Ее внимание перехватил пейзаж за окном, увлекая через широко раскинувшийся пляж к ритмическому биению пульса моря. Под взором зимнего солнца оно преобразилось из обычного темно-синего в белое с серебряными вкраплениями. Проведя изрядную часть жизни в Мидленде, Либби никогда не сможет воспринимать свою близость к побережью как нечто само собой разумеющееся.
Прикрыв глаза, она вообразила, каково было бы, если бы брат Никки поджидал ее у бюро загса вместе с родителями, чтобы полюбоваться, как его младшая сестренка выходит замуж. Теперь при мысли о нем она уже не чувствовала боли и не проливала слез, а просто улыбнулась, испытывая благодарность за время, проведенное вместе и выбросив из головы годы порознь.
Ощутив, как Мэттью сплел свои пальцы с ее, Либби открыла глаза.
– Ты в порядке? – поинтересовался он. – Я на минутку забыл о тебе.
– Все хорошо, – ответила она и пожала ему руку в ответ, зная, что он о ней не забудет никогда.
Тут их внимание привлек звонок часов Мэттью.
– Ничего важного, просто поступили новости, – сказал он. – Обождут.
Однако вслед за ними быстро последовал звук прибытия эсэмэски, а за ним – много-много еще.
– В чем дело? – спросила Либби, когда Мэттью принялся читать информацию на экране.
Лицо его изменилось; он тряхнул головой:
– Ты просто не поверишь.
– Не поверю во что? – удивилась Либби, и он поднес часы к ней.

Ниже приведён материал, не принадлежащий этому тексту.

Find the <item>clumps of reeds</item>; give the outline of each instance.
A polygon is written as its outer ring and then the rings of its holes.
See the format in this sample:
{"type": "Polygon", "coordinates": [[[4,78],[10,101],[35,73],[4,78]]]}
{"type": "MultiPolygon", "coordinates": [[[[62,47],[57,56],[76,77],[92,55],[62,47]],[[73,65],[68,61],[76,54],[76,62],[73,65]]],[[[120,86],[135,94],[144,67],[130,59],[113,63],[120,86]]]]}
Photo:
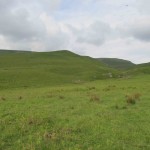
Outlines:
{"type": "Polygon", "coordinates": [[[5,101],[6,98],[2,96],[2,97],[0,97],[0,100],[1,100],[1,101],[5,101]]]}
{"type": "Polygon", "coordinates": [[[100,97],[98,95],[96,95],[96,94],[92,94],[90,96],[90,101],[91,102],[100,102],[100,97]]]}
{"type": "Polygon", "coordinates": [[[65,97],[63,95],[60,95],[59,96],[59,99],[64,99],[65,97]]]}
{"type": "Polygon", "coordinates": [[[134,93],[134,94],[126,95],[125,97],[126,97],[127,104],[134,105],[134,104],[136,104],[136,102],[138,100],[140,100],[141,94],[140,93],[134,93]]]}
{"type": "Polygon", "coordinates": [[[88,87],[89,90],[95,90],[96,87],[95,86],[91,86],[91,87],[88,87]]]}
{"type": "Polygon", "coordinates": [[[22,97],[22,96],[19,96],[18,99],[21,100],[21,99],[23,99],[23,97],[22,97]]]}

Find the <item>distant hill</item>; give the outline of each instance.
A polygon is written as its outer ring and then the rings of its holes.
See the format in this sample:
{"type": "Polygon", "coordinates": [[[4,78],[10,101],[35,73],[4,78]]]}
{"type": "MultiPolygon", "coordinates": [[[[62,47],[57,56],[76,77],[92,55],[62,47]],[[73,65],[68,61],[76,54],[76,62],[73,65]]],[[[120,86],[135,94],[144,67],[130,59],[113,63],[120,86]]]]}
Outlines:
{"type": "Polygon", "coordinates": [[[134,68],[128,70],[131,74],[150,74],[150,62],[138,64],[134,68]]]}
{"type": "Polygon", "coordinates": [[[94,58],[67,50],[53,52],[2,51],[0,89],[82,83],[118,76],[94,58]]]}
{"type": "Polygon", "coordinates": [[[118,59],[118,58],[97,58],[97,60],[104,63],[108,67],[120,69],[120,70],[129,69],[136,66],[131,61],[118,59]]]}

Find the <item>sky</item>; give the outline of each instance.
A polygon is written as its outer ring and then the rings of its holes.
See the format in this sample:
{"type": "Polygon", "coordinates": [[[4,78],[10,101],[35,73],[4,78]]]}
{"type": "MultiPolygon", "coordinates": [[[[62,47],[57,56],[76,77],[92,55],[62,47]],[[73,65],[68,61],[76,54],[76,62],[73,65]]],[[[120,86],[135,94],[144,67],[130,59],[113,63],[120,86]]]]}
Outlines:
{"type": "Polygon", "coordinates": [[[150,62],[150,0],[0,0],[0,49],[150,62]]]}

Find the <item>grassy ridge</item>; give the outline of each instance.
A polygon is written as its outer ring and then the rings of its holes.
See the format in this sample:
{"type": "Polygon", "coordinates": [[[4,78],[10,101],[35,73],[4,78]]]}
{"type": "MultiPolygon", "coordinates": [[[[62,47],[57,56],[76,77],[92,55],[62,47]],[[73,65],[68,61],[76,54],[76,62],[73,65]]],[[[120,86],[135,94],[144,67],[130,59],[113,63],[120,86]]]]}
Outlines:
{"type": "Polygon", "coordinates": [[[0,149],[149,150],[149,80],[0,91],[0,149]]]}
{"type": "Polygon", "coordinates": [[[109,67],[115,68],[115,69],[129,69],[135,67],[135,64],[123,59],[118,58],[98,58],[97,60],[103,62],[109,67]]]}
{"type": "Polygon", "coordinates": [[[77,81],[108,78],[117,75],[90,57],[69,51],[12,52],[0,55],[0,89],[53,86],[77,81]]]}

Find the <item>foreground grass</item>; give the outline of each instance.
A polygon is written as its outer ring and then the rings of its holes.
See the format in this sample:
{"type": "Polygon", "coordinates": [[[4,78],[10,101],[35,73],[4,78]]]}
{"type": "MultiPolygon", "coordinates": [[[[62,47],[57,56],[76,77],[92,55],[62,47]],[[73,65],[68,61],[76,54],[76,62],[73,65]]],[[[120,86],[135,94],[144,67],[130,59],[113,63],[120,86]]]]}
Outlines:
{"type": "Polygon", "coordinates": [[[0,91],[0,149],[149,150],[150,76],[0,91]],[[140,93],[135,104],[125,95],[140,93]]]}

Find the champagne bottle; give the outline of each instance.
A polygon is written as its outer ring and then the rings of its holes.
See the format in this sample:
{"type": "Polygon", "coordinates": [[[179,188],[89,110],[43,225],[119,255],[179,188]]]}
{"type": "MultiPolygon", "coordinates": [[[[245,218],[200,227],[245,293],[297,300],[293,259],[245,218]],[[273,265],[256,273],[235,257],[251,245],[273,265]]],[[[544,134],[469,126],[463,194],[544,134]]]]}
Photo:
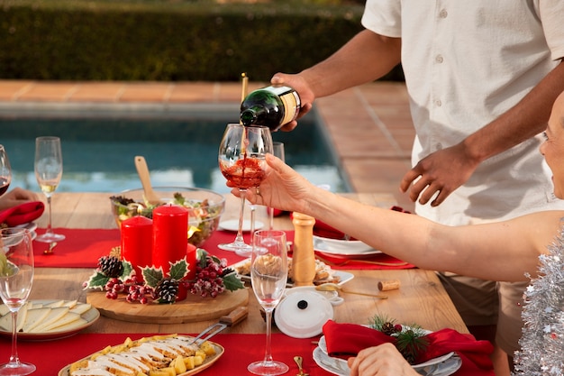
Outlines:
{"type": "Polygon", "coordinates": [[[277,131],[295,120],[300,112],[300,97],[292,87],[271,86],[249,93],[241,104],[241,123],[265,125],[277,131]]]}

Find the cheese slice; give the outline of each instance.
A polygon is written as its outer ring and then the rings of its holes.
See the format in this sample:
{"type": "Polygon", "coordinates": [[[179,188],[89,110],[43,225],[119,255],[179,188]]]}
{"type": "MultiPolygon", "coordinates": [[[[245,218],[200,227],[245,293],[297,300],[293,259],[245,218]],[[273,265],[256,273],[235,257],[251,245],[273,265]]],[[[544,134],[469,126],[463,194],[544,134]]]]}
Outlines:
{"type": "Polygon", "coordinates": [[[52,322],[50,325],[43,326],[43,331],[49,332],[50,330],[53,330],[60,326],[65,326],[68,323],[72,323],[73,321],[77,321],[79,318],[80,318],[80,315],[71,313],[71,312],[67,312],[67,314],[63,316],[62,317],[60,317],[59,320],[52,322]]]}
{"type": "Polygon", "coordinates": [[[87,320],[78,316],[77,320],[71,321],[63,326],[59,326],[50,330],[46,330],[45,333],[66,332],[68,330],[77,329],[87,323],[88,323],[87,320]]]}
{"type": "Polygon", "coordinates": [[[51,311],[49,316],[43,319],[43,322],[33,328],[32,333],[41,333],[45,330],[46,327],[51,324],[60,320],[60,318],[68,313],[68,307],[58,307],[56,308],[50,308],[51,311]]]}
{"type": "Polygon", "coordinates": [[[47,317],[50,312],[51,308],[47,307],[28,309],[27,316],[25,317],[25,322],[23,323],[23,327],[22,328],[23,333],[32,332],[35,326],[43,322],[45,317],[47,317]]]}
{"type": "Polygon", "coordinates": [[[89,303],[84,304],[77,304],[74,308],[70,308],[70,312],[77,313],[78,315],[82,315],[92,308],[92,306],[89,303]]]}

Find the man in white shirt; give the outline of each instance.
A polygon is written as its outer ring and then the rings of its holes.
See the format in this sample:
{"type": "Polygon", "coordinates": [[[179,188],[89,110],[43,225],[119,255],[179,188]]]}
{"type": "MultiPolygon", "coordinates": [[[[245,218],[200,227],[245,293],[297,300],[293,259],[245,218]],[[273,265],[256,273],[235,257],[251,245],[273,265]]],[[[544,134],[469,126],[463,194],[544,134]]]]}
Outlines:
{"type": "MultiPolygon", "coordinates": [[[[561,0],[368,0],[366,30],[319,64],[271,82],[298,92],[303,115],[316,97],[401,62],[416,139],[400,188],[418,215],[459,225],[563,208],[538,152],[564,90],[563,22],[561,0]]],[[[496,326],[496,344],[513,355],[525,284],[441,277],[473,333],[496,326]]],[[[496,362],[496,372],[508,368],[496,362]]]]}

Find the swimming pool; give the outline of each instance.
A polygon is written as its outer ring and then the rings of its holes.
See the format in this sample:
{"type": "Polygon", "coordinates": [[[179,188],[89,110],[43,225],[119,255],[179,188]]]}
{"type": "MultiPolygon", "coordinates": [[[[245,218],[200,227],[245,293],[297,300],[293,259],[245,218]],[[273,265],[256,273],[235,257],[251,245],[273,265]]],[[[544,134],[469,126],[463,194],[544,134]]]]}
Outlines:
{"type": "MultiPolygon", "coordinates": [[[[212,107],[213,109],[213,107],[212,107]]],[[[58,135],[63,177],[58,191],[120,192],[141,187],[133,164],[142,155],[153,186],[199,187],[226,193],[217,167],[217,149],[225,124],[221,110],[168,112],[26,112],[0,115],[1,141],[13,169],[12,187],[39,192],[33,173],[35,137],[58,135]]],[[[348,192],[323,126],[314,116],[291,133],[273,133],[283,142],[287,163],[314,184],[348,192]]]]}

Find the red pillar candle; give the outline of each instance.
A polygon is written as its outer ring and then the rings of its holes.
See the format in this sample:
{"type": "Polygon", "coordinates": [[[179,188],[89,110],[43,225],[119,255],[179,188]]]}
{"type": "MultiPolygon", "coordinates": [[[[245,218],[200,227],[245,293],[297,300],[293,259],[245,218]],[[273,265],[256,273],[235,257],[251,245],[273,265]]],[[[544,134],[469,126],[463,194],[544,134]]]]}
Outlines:
{"type": "Polygon", "coordinates": [[[167,204],[153,210],[153,256],[155,268],[162,268],[165,275],[170,262],[186,256],[188,244],[188,210],[167,204]]]}
{"type": "Polygon", "coordinates": [[[153,221],[132,216],[122,222],[122,260],[130,261],[140,280],[141,267],[152,265],[153,221]]]}
{"type": "Polygon", "coordinates": [[[186,279],[188,280],[196,280],[196,247],[188,243],[186,250],[186,262],[188,263],[188,274],[186,279]]]}

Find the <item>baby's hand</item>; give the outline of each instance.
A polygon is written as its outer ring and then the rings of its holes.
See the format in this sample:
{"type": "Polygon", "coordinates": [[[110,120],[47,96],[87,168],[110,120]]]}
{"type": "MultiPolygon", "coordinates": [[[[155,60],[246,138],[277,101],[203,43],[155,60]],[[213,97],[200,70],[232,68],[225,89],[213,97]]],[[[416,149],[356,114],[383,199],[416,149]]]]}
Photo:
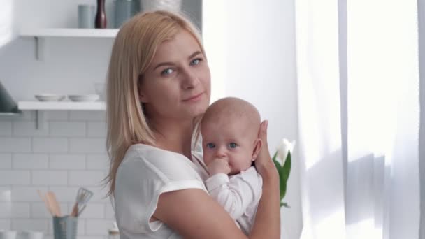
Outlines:
{"type": "Polygon", "coordinates": [[[223,159],[215,159],[208,166],[210,176],[217,173],[228,174],[230,173],[230,167],[227,161],[223,159]]]}

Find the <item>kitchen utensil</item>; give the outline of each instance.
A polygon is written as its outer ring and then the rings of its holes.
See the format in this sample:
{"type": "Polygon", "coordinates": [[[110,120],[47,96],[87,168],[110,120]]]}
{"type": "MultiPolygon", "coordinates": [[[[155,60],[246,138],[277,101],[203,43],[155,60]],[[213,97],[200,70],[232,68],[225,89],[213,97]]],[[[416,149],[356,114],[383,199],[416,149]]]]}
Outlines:
{"type": "Polygon", "coordinates": [[[77,192],[75,203],[73,207],[71,215],[73,217],[80,215],[80,214],[82,212],[85,208],[87,203],[89,201],[89,200],[90,200],[92,196],[93,192],[92,191],[85,189],[84,187],[79,188],[78,191],[77,192]]]}
{"type": "Polygon", "coordinates": [[[84,211],[84,210],[85,209],[85,206],[87,206],[87,204],[85,204],[85,205],[83,205],[83,206],[81,208],[81,209],[80,209],[80,210],[78,210],[78,214],[77,214],[77,215],[80,215],[81,213],[82,213],[82,211],[84,211]]]}
{"type": "Polygon", "coordinates": [[[56,196],[55,194],[52,191],[49,191],[45,194],[45,196],[48,202],[50,205],[50,207],[54,212],[54,215],[57,217],[62,217],[61,208],[59,205],[57,200],[56,200],[56,196]]]}
{"type": "Polygon", "coordinates": [[[44,202],[44,204],[45,205],[45,208],[48,209],[49,212],[50,212],[50,215],[52,216],[53,216],[55,214],[53,213],[53,210],[52,210],[52,208],[50,207],[50,204],[48,203],[45,197],[43,195],[43,194],[41,193],[41,191],[40,190],[37,190],[37,193],[38,194],[38,196],[40,196],[40,198],[41,198],[41,201],[43,201],[44,202]]]}
{"type": "Polygon", "coordinates": [[[34,96],[40,101],[60,101],[65,99],[65,96],[55,94],[41,94],[34,96]]]}
{"type": "Polygon", "coordinates": [[[76,239],[78,218],[69,216],[53,217],[54,239],[76,239]]]}
{"type": "Polygon", "coordinates": [[[68,96],[73,101],[96,101],[99,99],[99,94],[70,94],[68,96]]]}

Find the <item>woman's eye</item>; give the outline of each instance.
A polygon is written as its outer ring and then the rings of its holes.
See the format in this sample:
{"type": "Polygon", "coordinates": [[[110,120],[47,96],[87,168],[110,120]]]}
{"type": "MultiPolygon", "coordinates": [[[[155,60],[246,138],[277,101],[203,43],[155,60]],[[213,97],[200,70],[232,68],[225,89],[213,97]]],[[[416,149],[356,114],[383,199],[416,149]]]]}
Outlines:
{"type": "Polygon", "coordinates": [[[199,62],[201,62],[201,59],[195,59],[192,60],[192,61],[190,61],[190,65],[196,66],[196,65],[199,64],[199,62]]]}
{"type": "Polygon", "coordinates": [[[165,69],[165,70],[164,70],[164,71],[161,71],[161,75],[170,75],[170,74],[171,74],[171,73],[172,73],[173,71],[173,71],[172,68],[166,68],[166,69],[165,69]]]}
{"type": "Polygon", "coordinates": [[[236,146],[238,146],[238,145],[236,145],[236,143],[231,143],[229,144],[229,147],[232,149],[234,149],[235,147],[236,147],[236,146]]]}

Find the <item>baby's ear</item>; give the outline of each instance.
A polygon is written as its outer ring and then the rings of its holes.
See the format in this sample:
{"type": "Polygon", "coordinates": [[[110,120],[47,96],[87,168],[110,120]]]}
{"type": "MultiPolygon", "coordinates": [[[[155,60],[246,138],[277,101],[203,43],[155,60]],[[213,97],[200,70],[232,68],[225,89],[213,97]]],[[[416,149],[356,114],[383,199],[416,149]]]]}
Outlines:
{"type": "Polygon", "coordinates": [[[257,159],[257,157],[260,153],[263,141],[261,141],[261,138],[257,138],[255,140],[255,141],[254,141],[254,150],[252,150],[252,161],[255,161],[255,159],[257,159]]]}

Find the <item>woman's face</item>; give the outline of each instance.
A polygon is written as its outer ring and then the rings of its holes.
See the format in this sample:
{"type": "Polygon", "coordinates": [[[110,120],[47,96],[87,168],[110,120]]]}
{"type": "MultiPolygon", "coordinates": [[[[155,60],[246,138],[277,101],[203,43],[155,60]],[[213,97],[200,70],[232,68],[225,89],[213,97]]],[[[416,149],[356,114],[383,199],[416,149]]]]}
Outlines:
{"type": "Polygon", "coordinates": [[[210,68],[195,38],[180,31],[160,44],[140,89],[150,118],[193,119],[210,103],[210,68]]]}

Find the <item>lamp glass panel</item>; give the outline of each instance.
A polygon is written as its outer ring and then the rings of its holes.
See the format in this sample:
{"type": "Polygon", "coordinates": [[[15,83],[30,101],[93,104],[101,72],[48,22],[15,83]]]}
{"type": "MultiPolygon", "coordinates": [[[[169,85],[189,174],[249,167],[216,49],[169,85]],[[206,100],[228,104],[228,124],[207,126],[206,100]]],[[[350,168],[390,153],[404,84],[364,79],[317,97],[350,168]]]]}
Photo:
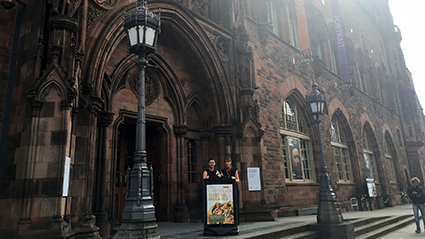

Пробегая сообщения взглядом, она в изумлении распахивала глаза все шире и шире и наконец воззрилась на Мэттью:
– Какого черта это спустили ему с рук?
Глава 69
Джек Ларссон застыл на верху лестницы в горделивой позе, скрестив руки на груди. В глазах его сверкала несгибаемая решимость, а приподнятые уголки рта остановились, самую малость не дойдя до самодовольной ухмылки.
Его обступали с полдюжины здоровенных телохранителей – трое мужчин и три женщины в одинаковых угольно-черных костюмах. На каждом были смарт-очки с гарнитурами. Глаза их непрерывно обегали лица в толпе перед ними, выявляя потенциальные угрозы для бывшего министра правительства страны, ставшего самой пресловутой притчей во языцех даже за ее пределами.
Позади них высились каменные арки, обрамляющие двери, через которые они покинули лондонский Олд-Бейли – 130-летний центральный уголовный суд Англии и Уэльса. Пять долгих месяцев Джек проводил в этом здании каждый будний день, внимательно слушая, как прокуратура пытается погубить его репутацию, а команда защитников громит ее поползновения. Порой от нечего делать он ловил себя на том, что со своей скамьи подсудимых разглядывает жюри присяжных, якобы равных ему, общей численностью двенадцать человек – семеро мужчин и пять женщин. Он их ни в грош не ставил. Они ему такая же ровня, как он – первый человек на Марсе. Он куда лучше их всех вместе взятых.
Слева и справа от него и за черной чугунной оградой, отделяющей лестницу от тротуара, теснились протестующие, сдерживаемые полицейским оцеплением. Еще больше демонстрантов толпились через дорогу, в загоне из переносных металлических заграждений. Они забрасывали его оскорблениями, но Джек не мог разобрать, что именно они скандируют. Он обратил внимание, что они не размахивают плакатами, которые приносили с собой по утрам большинство дней. Лозунги вроде «Член палачмента» и изображения его лица на теле Адольфа Гитлера мелькали сплошь и рядом, тихонько забавляя его креативностью. Но сегодня они оказались не готовы к вердикту «невиновен». Готов к нему был один-единственный человек – Джек.
Фотографы лихорадочно щелками затворами, а десятки журналистов тянули к нему свои диктофоны и микрофоны, выстреливая вопросами один за другим. Но Джек, не размыкая губ, разглядывал отребье, пытавшееся распять его судом СМИ. В глазах закона он невиновен, и с этого дня впредь им лучше помнить, что он не преминет прибегнуть к законным действиям.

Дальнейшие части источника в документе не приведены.